Botanists have pinpointed a piece of evolutionary weaponry in a South American milkweed plant that gives it an edge in propagating its own species.
The discovery has drawn comparisons to the species competition found in land animals; males of a variety of species will butt heads, bear claws, lock antlers and otherwise confront other males to assert their dominance and win the honor of mating - and this plant, while less dangerous, is essentially doing the same thing.
While plants do not mate like animals, they still face competition. Many plants, including milkweeds (Apocynaceae), rely on other species such as birds and pollinating insects to carry their seed to new locations.

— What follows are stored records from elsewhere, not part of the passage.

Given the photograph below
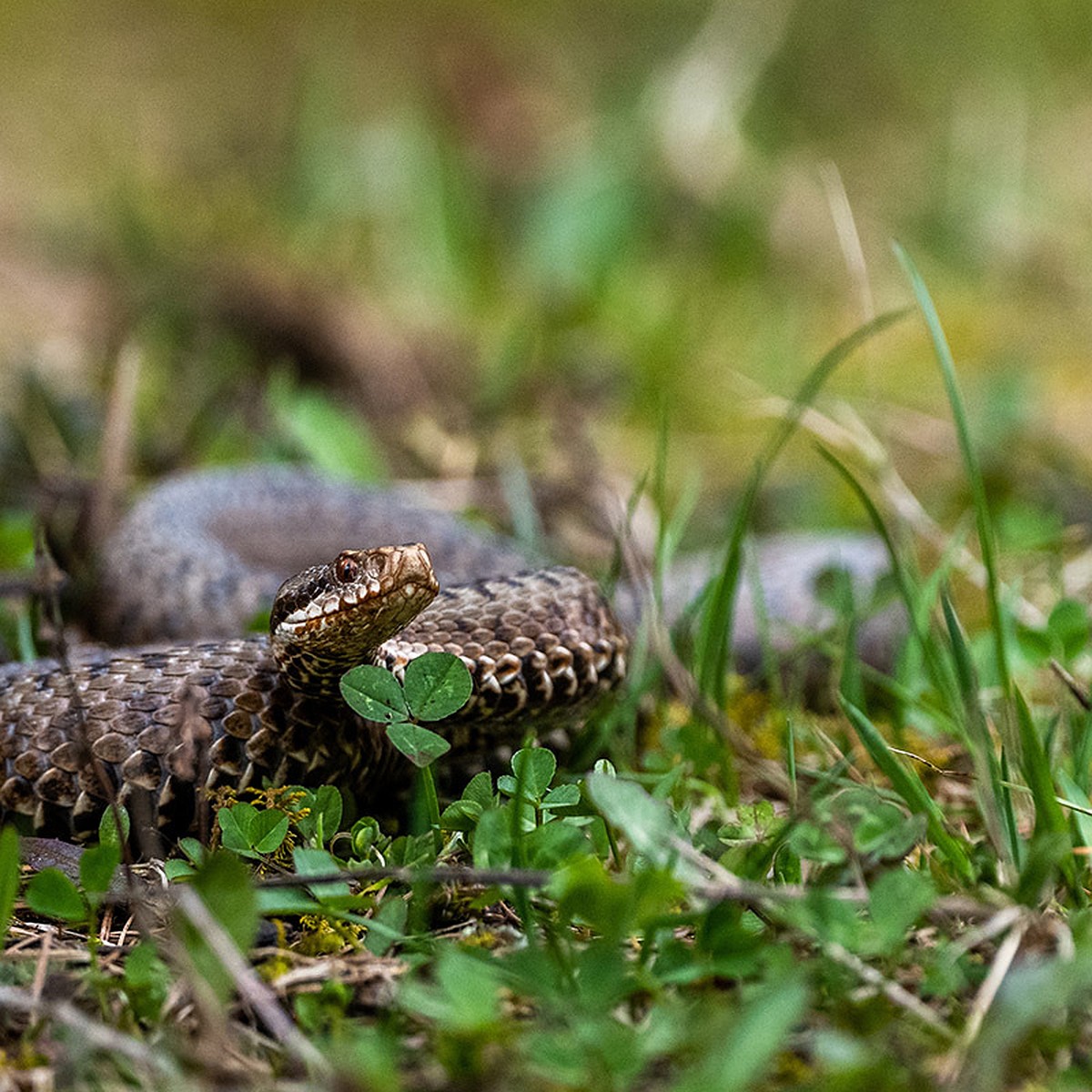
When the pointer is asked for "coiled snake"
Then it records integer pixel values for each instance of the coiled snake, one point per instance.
(157, 726)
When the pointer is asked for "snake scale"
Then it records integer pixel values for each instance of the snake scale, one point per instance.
(202, 554)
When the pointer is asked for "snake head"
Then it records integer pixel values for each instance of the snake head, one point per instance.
(332, 617)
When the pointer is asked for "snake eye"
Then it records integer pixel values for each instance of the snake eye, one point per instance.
(347, 568)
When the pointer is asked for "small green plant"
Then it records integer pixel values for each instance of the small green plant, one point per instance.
(436, 685)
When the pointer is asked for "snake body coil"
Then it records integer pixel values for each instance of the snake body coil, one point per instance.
(156, 727)
(202, 554)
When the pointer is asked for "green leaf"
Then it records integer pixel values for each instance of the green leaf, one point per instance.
(108, 824)
(1069, 626)
(895, 901)
(535, 767)
(464, 996)
(563, 796)
(461, 814)
(146, 982)
(743, 1047)
(97, 866)
(9, 876)
(235, 825)
(311, 862)
(437, 685)
(551, 844)
(906, 784)
(325, 808)
(333, 440)
(645, 822)
(420, 745)
(387, 926)
(375, 693)
(53, 894)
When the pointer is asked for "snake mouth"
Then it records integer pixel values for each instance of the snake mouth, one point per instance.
(333, 609)
(339, 612)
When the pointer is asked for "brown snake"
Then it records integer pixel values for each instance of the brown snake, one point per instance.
(157, 726)
(201, 554)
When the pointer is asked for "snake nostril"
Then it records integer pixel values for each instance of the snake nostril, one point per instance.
(347, 568)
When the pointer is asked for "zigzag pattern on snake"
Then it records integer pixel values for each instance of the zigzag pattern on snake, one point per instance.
(202, 554)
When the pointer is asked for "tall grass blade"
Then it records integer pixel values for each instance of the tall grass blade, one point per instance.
(714, 631)
(935, 663)
(906, 784)
(984, 524)
(996, 807)
(1049, 817)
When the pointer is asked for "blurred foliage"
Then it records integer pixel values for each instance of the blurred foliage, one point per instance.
(561, 216)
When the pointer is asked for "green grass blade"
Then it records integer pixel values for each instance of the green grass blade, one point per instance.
(1049, 818)
(714, 631)
(910, 787)
(986, 540)
(905, 584)
(997, 807)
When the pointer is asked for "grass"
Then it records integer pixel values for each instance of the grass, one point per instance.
(899, 916)
(727, 890)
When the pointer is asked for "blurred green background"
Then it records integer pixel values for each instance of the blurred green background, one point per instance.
(511, 234)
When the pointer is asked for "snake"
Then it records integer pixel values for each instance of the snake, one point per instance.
(183, 703)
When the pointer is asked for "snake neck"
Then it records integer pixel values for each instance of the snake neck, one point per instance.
(332, 617)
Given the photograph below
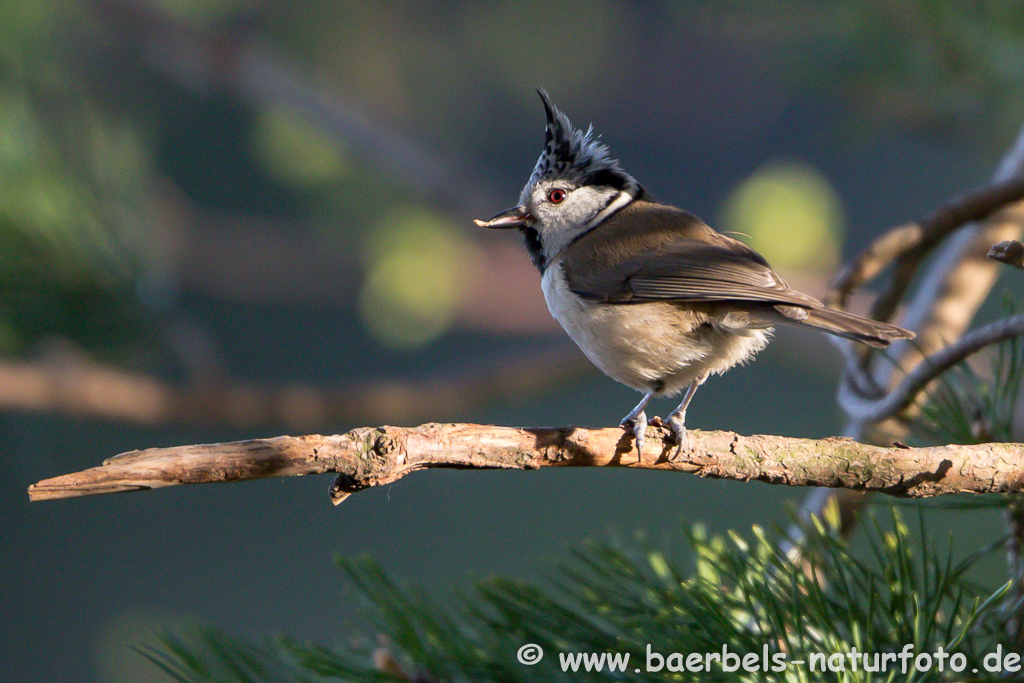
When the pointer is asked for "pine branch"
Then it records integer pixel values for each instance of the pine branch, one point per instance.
(372, 457)
(1010, 252)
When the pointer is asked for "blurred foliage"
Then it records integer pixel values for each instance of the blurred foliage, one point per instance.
(744, 593)
(791, 214)
(418, 270)
(969, 406)
(91, 128)
(946, 69)
(73, 193)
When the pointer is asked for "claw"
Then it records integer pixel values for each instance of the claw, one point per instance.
(638, 424)
(679, 431)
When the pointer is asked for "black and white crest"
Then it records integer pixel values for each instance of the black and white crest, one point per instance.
(574, 156)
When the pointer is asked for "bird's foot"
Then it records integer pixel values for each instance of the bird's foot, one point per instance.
(678, 428)
(638, 425)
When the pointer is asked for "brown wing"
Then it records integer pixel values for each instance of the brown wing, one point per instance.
(652, 252)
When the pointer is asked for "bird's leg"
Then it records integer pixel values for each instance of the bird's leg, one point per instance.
(637, 421)
(677, 421)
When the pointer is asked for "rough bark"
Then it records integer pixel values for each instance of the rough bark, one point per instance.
(375, 456)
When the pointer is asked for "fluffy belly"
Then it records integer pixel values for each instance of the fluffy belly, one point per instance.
(649, 346)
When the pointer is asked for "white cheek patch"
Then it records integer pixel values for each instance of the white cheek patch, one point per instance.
(616, 204)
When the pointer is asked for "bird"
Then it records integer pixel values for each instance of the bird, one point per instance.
(653, 296)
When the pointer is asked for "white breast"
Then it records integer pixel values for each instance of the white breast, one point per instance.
(649, 345)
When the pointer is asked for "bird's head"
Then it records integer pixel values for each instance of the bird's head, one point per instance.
(574, 185)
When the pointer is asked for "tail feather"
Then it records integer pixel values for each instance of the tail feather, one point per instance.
(841, 324)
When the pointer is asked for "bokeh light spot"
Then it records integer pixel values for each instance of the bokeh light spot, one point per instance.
(790, 212)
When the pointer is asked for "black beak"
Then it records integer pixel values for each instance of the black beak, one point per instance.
(514, 217)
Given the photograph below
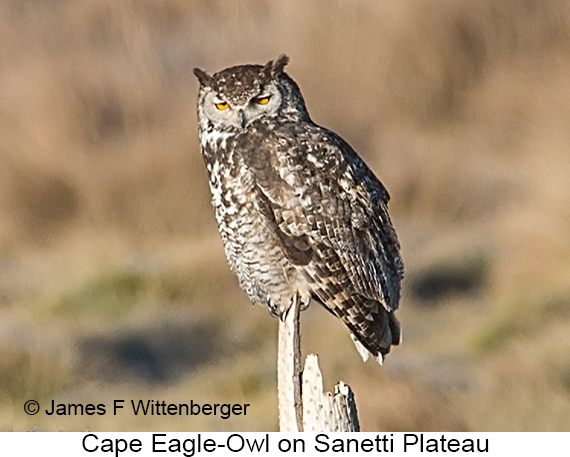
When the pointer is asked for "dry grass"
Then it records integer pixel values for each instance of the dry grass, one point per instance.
(112, 279)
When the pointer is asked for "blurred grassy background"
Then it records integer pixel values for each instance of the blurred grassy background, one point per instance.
(113, 282)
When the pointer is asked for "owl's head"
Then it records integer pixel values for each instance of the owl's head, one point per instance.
(234, 98)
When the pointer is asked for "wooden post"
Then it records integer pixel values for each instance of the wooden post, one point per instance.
(303, 405)
(289, 372)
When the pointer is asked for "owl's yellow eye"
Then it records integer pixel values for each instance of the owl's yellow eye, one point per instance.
(262, 100)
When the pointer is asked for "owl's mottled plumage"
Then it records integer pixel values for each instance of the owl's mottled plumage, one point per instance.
(300, 214)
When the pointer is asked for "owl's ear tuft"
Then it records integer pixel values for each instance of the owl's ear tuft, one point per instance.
(204, 77)
(275, 67)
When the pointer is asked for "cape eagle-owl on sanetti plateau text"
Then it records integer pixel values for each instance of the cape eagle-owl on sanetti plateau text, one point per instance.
(301, 216)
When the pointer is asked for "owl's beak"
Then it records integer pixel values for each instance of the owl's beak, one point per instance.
(242, 119)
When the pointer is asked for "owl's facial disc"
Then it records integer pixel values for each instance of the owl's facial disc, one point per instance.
(239, 113)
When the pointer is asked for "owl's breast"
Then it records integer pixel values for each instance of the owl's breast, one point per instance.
(251, 245)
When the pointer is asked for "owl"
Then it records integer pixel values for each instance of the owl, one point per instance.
(301, 216)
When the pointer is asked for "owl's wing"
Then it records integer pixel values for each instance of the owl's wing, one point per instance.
(330, 214)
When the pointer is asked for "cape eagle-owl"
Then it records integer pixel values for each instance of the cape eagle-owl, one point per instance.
(300, 214)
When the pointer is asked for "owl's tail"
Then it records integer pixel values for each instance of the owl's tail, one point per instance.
(375, 337)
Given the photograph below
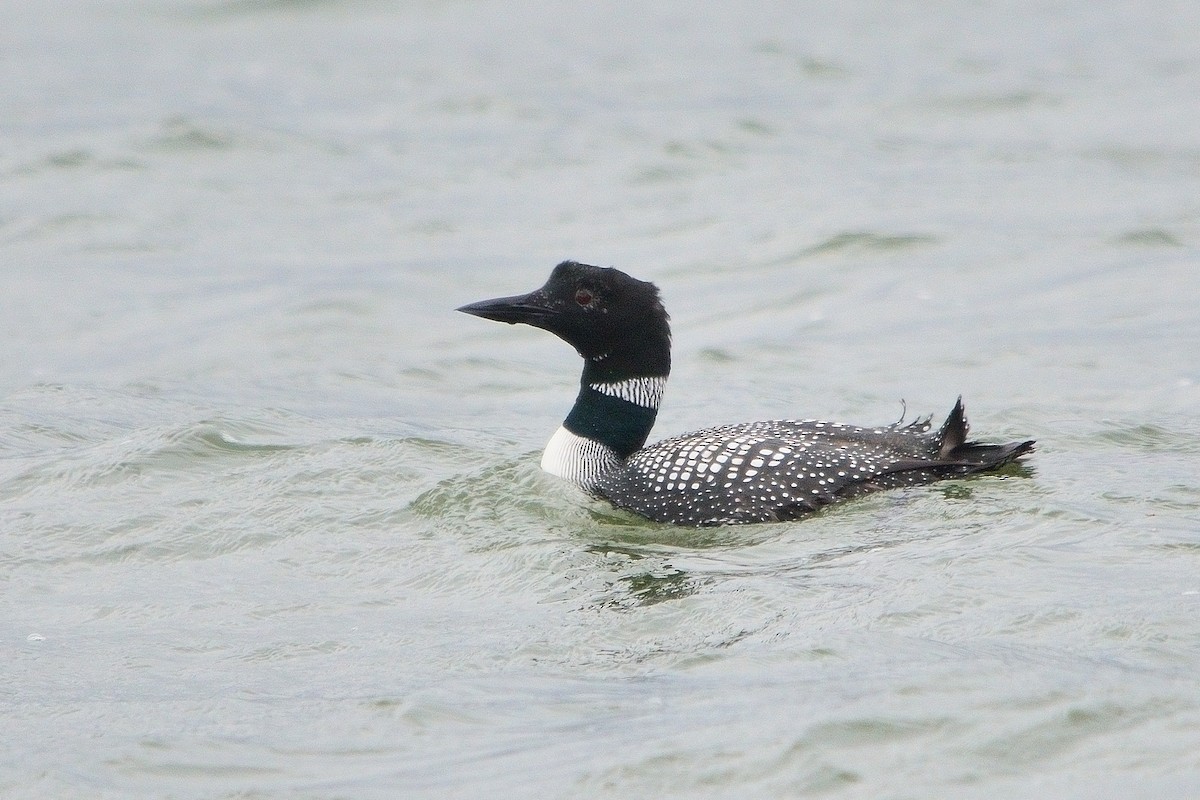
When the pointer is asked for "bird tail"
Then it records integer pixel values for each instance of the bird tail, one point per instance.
(954, 447)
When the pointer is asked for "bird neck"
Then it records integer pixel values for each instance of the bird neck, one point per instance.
(617, 414)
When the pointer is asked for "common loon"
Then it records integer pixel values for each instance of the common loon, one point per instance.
(750, 473)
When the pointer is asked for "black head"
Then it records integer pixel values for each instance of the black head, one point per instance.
(613, 320)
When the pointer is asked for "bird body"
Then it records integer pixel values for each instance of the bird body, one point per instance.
(748, 473)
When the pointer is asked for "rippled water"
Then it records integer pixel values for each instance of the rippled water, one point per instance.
(271, 522)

Milkweed reproduces by way of tiny hooked sacs known as pollinia, which are stuffed with pollen grains. Birds and insects pick these up as they forage the milkweed plant and unwittingly disperse them into another flower to complete the pollination process.
Studying milkweeds in tropical climates, Andrea Cocucci from the Multidisciplinary Institute of Plant Biology (IMBV) in Argentina reports that the plants enter their own sort of confrontation among males.
Among the South American milkweed genus Oxypetalum, Cocucci and her colleagues found horn-like structures on the pollina sacs. These horns appear to not have any biological use, which the researchers suggest is evidence that they are used in "confrontations" with other plants. The horns prevent the pollen sacs from getting hooked together with pollina from other plants.
"Our results suggest that neither self-propulsion nor well-developed sensory perception are required for sexual selection to take place through intrasexual struggles," Cocucci said. "Apparently, only physical contact is enough to influence the mating success of competitors and to promote the evolution of defensive and attack weaponry."
Cocucci and her colleagues published their work in the journal New Phytologist.